The social cooperation and knowledge that
people have to articulate in response to the capitalist colonization
of their whole lifetime - be it in the form of worker response to
flexibility, or as informal circuits of income generation and
distribution outside the reach of capital and the state at the level
of communities - represent an opportunity and a challenge for any
form of organisation engaged against neoliberalism. As an
opportunity, it stresses the existence of a whole social composition
not reconciled with capitalist global imperatives. As a challenge, it
requires rethinking the whole issue of organization, away from easy
slogans and shortcuts and attentive to the need to combine at the
same time the connection and circulation of struggles with the
respect of their inner diversity and reciprocal autonomy.

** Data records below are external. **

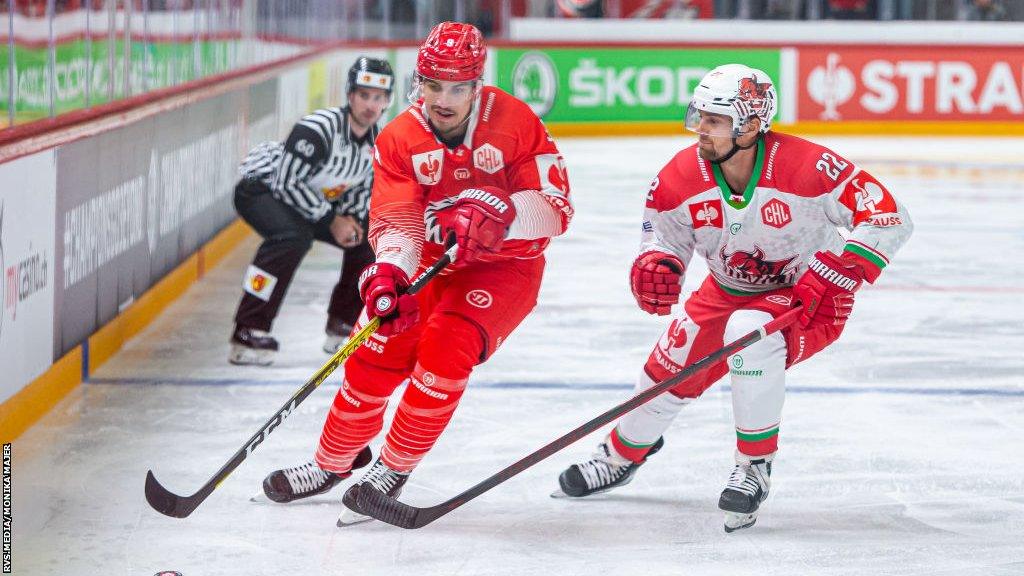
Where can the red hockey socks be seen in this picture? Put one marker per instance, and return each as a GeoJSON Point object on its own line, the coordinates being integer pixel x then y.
{"type": "Point", "coordinates": [425, 410]}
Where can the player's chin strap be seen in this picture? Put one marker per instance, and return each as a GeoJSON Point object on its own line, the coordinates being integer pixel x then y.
{"type": "Point", "coordinates": [736, 148]}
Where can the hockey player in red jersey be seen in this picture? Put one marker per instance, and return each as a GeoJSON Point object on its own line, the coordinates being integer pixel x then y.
{"type": "Point", "coordinates": [465, 162]}
{"type": "Point", "coordinates": [763, 209]}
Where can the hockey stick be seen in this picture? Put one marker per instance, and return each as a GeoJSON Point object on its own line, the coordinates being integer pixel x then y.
{"type": "Point", "coordinates": [383, 507]}
{"type": "Point", "coordinates": [174, 505]}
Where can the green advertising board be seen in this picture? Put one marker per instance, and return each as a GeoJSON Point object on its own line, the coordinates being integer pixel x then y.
{"type": "Point", "coordinates": [617, 84]}
{"type": "Point", "coordinates": [83, 76]}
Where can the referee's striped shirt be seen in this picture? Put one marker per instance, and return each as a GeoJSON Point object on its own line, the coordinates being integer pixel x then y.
{"type": "Point", "coordinates": [321, 169]}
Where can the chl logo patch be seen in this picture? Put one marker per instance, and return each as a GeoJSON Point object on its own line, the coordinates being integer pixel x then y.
{"type": "Point", "coordinates": [775, 213]}
{"type": "Point", "coordinates": [708, 213]}
{"type": "Point", "coordinates": [259, 283]}
{"type": "Point", "coordinates": [428, 166]}
{"type": "Point", "coordinates": [488, 159]}
{"type": "Point", "coordinates": [479, 298]}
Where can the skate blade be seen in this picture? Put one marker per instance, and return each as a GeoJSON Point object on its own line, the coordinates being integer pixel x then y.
{"type": "Point", "coordinates": [348, 518]}
{"type": "Point", "coordinates": [241, 356]}
{"type": "Point", "coordinates": [735, 521]}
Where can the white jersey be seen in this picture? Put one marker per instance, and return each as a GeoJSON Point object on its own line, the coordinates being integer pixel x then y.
{"type": "Point", "coordinates": [759, 239]}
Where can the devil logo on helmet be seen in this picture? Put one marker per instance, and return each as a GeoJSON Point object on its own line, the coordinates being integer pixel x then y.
{"type": "Point", "coordinates": [754, 92]}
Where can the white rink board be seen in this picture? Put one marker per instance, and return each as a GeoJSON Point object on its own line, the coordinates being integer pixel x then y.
{"type": "Point", "coordinates": [899, 446]}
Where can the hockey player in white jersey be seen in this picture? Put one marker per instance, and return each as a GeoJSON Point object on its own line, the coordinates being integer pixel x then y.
{"type": "Point", "coordinates": [764, 210]}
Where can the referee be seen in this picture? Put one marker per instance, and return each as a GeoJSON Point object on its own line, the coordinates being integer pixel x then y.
{"type": "Point", "coordinates": [315, 186]}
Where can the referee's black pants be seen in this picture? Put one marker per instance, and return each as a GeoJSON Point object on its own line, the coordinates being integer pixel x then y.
{"type": "Point", "coordinates": [287, 238]}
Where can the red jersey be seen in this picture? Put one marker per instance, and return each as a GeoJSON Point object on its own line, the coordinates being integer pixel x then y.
{"type": "Point", "coordinates": [416, 177]}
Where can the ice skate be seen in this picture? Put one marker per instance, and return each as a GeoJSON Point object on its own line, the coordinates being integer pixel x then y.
{"type": "Point", "coordinates": [748, 487]}
{"type": "Point", "coordinates": [252, 347]}
{"type": "Point", "coordinates": [337, 333]}
{"type": "Point", "coordinates": [306, 480]}
{"type": "Point", "coordinates": [605, 469]}
{"type": "Point", "coordinates": [380, 477]}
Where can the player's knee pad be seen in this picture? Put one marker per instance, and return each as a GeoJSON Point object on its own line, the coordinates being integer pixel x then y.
{"type": "Point", "coordinates": [770, 350]}
{"type": "Point", "coordinates": [451, 345]}
{"type": "Point", "coordinates": [758, 374]}
{"type": "Point", "coordinates": [366, 377]}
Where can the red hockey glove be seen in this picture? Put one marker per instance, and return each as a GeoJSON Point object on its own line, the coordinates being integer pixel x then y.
{"type": "Point", "coordinates": [479, 220]}
{"type": "Point", "coordinates": [380, 285]}
{"type": "Point", "coordinates": [656, 281]}
{"type": "Point", "coordinates": [825, 290]}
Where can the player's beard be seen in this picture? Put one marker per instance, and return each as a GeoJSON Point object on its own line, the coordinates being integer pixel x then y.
{"type": "Point", "coordinates": [452, 128]}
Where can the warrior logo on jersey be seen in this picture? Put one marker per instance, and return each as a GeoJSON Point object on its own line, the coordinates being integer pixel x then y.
{"type": "Point", "coordinates": [428, 166]}
{"type": "Point", "coordinates": [676, 335]}
{"type": "Point", "coordinates": [488, 159]}
{"type": "Point", "coordinates": [430, 219]}
{"type": "Point", "coordinates": [775, 213]}
{"type": "Point", "coordinates": [707, 213]}
{"type": "Point", "coordinates": [753, 268]}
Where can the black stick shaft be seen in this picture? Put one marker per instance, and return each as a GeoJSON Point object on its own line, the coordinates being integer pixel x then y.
{"type": "Point", "coordinates": [174, 505]}
{"type": "Point", "coordinates": [411, 517]}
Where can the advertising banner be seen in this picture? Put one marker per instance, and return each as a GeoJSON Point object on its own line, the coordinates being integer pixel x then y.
{"type": "Point", "coordinates": [82, 75]}
{"type": "Point", "coordinates": [910, 83]}
{"type": "Point", "coordinates": [27, 262]}
{"type": "Point", "coordinates": [619, 84]}
{"type": "Point", "coordinates": [135, 202]}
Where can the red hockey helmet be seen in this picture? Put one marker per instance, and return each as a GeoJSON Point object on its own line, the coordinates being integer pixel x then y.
{"type": "Point", "coordinates": [454, 50]}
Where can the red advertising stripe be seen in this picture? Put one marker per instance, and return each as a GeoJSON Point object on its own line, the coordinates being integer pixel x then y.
{"type": "Point", "coordinates": [910, 83]}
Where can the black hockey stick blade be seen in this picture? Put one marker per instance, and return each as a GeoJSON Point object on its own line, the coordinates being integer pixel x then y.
{"type": "Point", "coordinates": [166, 502]}
{"type": "Point", "coordinates": [387, 509]}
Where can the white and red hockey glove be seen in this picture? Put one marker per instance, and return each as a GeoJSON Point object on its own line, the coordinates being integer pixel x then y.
{"type": "Point", "coordinates": [656, 281]}
{"type": "Point", "coordinates": [825, 290]}
{"type": "Point", "coordinates": [380, 286]}
{"type": "Point", "coordinates": [479, 219]}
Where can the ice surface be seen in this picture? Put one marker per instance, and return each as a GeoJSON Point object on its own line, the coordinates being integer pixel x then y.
{"type": "Point", "coordinates": [900, 448]}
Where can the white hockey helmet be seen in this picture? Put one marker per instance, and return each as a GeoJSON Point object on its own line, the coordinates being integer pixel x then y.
{"type": "Point", "coordinates": [735, 90]}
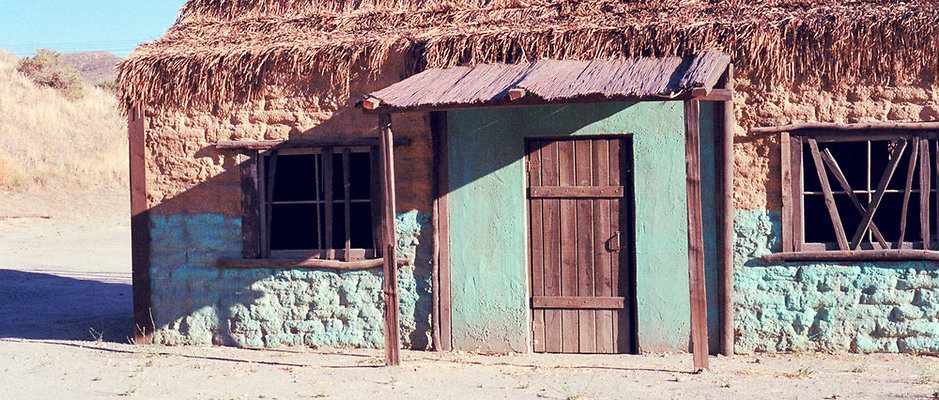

Moreover, if new networks of struggle will
question the viability of strategies focused on the influence on, or
the conquest of, state power, they cannot be read as expressions of
an undifferentiated "civil society" as simply absence of the state,
which will have a neoliberal flavour. In fact, what the working class
and the popular movements conquered through struggle, as social
rights and outcome of progressive social policies, will have to find
a place in networks of resistance against the restructuring of that
same state in the direction of liberalisation and
privatisation.
As this Encounter indicates, the analysis
must be able to read how the different progressive formations,
however structured, "organise, struggle and resist against
neo-liberalism for humanity". This ultimately requires for our
approach to current South African struggles against neoliberalism to
be understood in the broader, worldwide struggle for anti-neoliberal
resistance. Contrasting of neoliberalism on a mass scale may require
a long-lasting process of reconstruction of resistance. But given the
tradition of grassroots democracy and popular mobilisation in South
Africa, the neoliberal paradigm can encounter here a degree of
resistance with a meaningful impact on globalized processes of
opposition. If this materializes, like its apartheid predecessors
neo-liberalism will be swept away by mass organisations and movements
who hopefully this time will be prepared to make sure their own
agendas rule the day.
The comrades who met to discuss this
document are: Franco Barchiesi, Patrick Bond, Rehad Desai, George
Dor, Hein Marais, Lucky Mphafudi, Nape Nchabeleng, John Pape,
Roseline Nyman. Other comrades participated in a process of
collective editing via E-Mail.
This participation to the Encounter is
supported by the Editorial Collectives of "DEBATE - Voices from the
South African Left".
Given that this document is mainly intended
as a discussion paper, a bibliography has been omitted. However,
invaluable, albeit indirect and even unintended, inputs to this
document in the form of writings or speeches have been given by the
following comrades: Brian Ashley, Heinrich Bohmke, Ashwin Desai, Oupa
Lehulere, Andile Mngxitama, Melanie Samson.